Beim Abendessen unterhielten sich mein Vater und Ryu über Poker, und ich war froh, nicht selbst für Gesprächsstoff sorgen zu müssen. Mein Vater liebte Poker und schaute es sich sogar im Fernsehen an, was ich für ungefähr
so spannend hielt, wie Farbe beim Trocknen zuzusehen. Aber aus irgendeinem Grund war ich gar nicht überrascht, dass Ryu sich genauso sehr dafür begeistern konnte. »Ich wette, er hat ein super Pokerface«, dachte ich, als er mich dabei ertappte, wie ich ihn ansah, und mir ein breites Lächeln zuwarf.
Ich lächelte zurück, und in dem Moment wurde mir erst richtig klar, wie froh ich darüber war, dass er Rockabill noch nicht so bald verlassen musste. Mir war so, als konkretisiere sich mit jeder Minute, die ich länger mit Ryu verbrachte, eine neue Jane am Horizont. »Vielleicht«, dachte ich, »bleibt er ja so lange, dass sich die neue Jane so sehr festigt, dass ich einfach in sie hineinspringen und die alte Jane zurücklassen kann.« Einen Moment lang träumte ich davon, dass die neue Jane auch noch dünnere Oberschenkel hatte …
Als wir mit dem Essen fertig waren, half mir Ryu noch, den Geschirrspüler einzuräumen, bevor wir uns von meinem Vater verabschiedeten. Dann stiegen wir ins Auto und fuhren vorbei an Nick und Nans altem Gästehaus, das mittlerweile ein kleines Luxushotel war und von Stuarts Eltern geführt wurde, hinaus in den wilden Norden von Rockabill.
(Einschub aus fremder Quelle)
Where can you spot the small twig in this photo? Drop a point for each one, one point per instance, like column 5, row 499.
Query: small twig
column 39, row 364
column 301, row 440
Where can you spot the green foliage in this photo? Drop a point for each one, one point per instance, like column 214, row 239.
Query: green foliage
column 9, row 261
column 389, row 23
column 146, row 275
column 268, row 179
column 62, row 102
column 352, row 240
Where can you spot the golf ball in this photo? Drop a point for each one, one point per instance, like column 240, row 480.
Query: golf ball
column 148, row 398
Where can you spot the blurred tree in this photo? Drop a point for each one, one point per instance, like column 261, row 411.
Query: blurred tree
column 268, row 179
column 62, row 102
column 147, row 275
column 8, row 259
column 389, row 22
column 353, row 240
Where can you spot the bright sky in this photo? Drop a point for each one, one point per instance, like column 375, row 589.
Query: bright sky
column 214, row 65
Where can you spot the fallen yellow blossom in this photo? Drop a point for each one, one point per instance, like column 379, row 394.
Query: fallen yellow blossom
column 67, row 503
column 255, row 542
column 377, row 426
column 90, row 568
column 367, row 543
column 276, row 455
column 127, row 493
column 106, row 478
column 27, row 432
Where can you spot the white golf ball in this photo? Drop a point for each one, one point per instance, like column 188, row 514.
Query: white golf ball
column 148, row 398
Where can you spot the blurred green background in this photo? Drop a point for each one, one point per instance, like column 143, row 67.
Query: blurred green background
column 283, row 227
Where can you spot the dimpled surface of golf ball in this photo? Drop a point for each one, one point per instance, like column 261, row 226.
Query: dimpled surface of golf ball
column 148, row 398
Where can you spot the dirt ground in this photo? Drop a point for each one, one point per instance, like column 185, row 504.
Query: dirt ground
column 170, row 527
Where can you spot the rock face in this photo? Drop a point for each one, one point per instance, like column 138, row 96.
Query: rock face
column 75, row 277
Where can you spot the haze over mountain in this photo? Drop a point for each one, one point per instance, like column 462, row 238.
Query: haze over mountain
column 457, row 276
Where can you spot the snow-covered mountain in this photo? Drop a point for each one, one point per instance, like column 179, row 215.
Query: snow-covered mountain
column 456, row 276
Wir hielten vor einer hübschen Blockhütte, die rundherum von einer Veranda umgeben war. Dort saß Nell in ihrem kleinen Schaukelstuhl und sah Trill und Anyan dabei zu, wie sie davor Frisbee spielten. Bei dem Anblick musste ich lächeln. Ich sah, wie der riesige Hund einen großen Satz machte, um die Frisbeescheibe mit dem Maul zu fangen. Trill war eine gute Werferin, und wenn Anyan das Spielgerät
nicht gefangen hätte, dann hätte sie damit wohl die Spitze des Baums hinter ihm abgesäbelt. Trill lächelte mich zur Begrüßung an, und Anyan wedelte mit dem Schwanz, kam aber nicht zu mir herüber.
Wir erklommen die Veranda, auf der Nell vor sich hin schaukelte.
»Schön, dich wiederzusehen, mein Kind«, begrüßte sie mich und sah Ryu daraufhin prüfend an. »Du siehst sehr zufrieden mit dir selbst aus, Jungling«, sagte sie dann. Er lächelte sie verschmitzt an und verbeugte sich höflich.
Als wir das Blockhaus betraten, bewunderte ich die elegante, aber gemütliche Einrichtung. Das Erste, was mir jedoch auffiel, war der Geruch, denn es duftete ganz köstlich nach Zitronat und Kardamom. Erst dann bemerkte ich all die Kunstwerke. Überall auf und zwischen den antiken, geschmackvollen Möbeln standen erstaunliche Skulpturen. Ich hoffte, dass ich irgendwann einmal Gelegenheit haben würde, sie mir genauer anzusehen, doch im Moment war nicht der richtige Zeitpunkt dafür. Aber auf dem Weg zur Sitzecke sah ich mich so gut es ging um. Die Küche war überraschend modern. Kühlschrank und Herd waren auf dem neuesten Stand. Ich ging davon aus, dass das Haus Nell gehörte, allerdings fragte ich mich, wie sie an die Herdplatten reichte. Da ich es jedoch für unhöflich hielt, sie danach zu fragen, sah ich mich verstohlen nach einem Schemel um, während Ryu und ich uns auf das üppige Ledersofa setzten. Trill legte sich uns zu Füßen, und Nell schob ihren kleinen Schaukelstuhl von draußen herein und nahm uns gegenüber Platz. Anyan legte sich auf die Schwelle, halb im Haus, halb auf der Veranda, so
weit von Ryu und mir entfernt wie nur möglich, wie mir schien.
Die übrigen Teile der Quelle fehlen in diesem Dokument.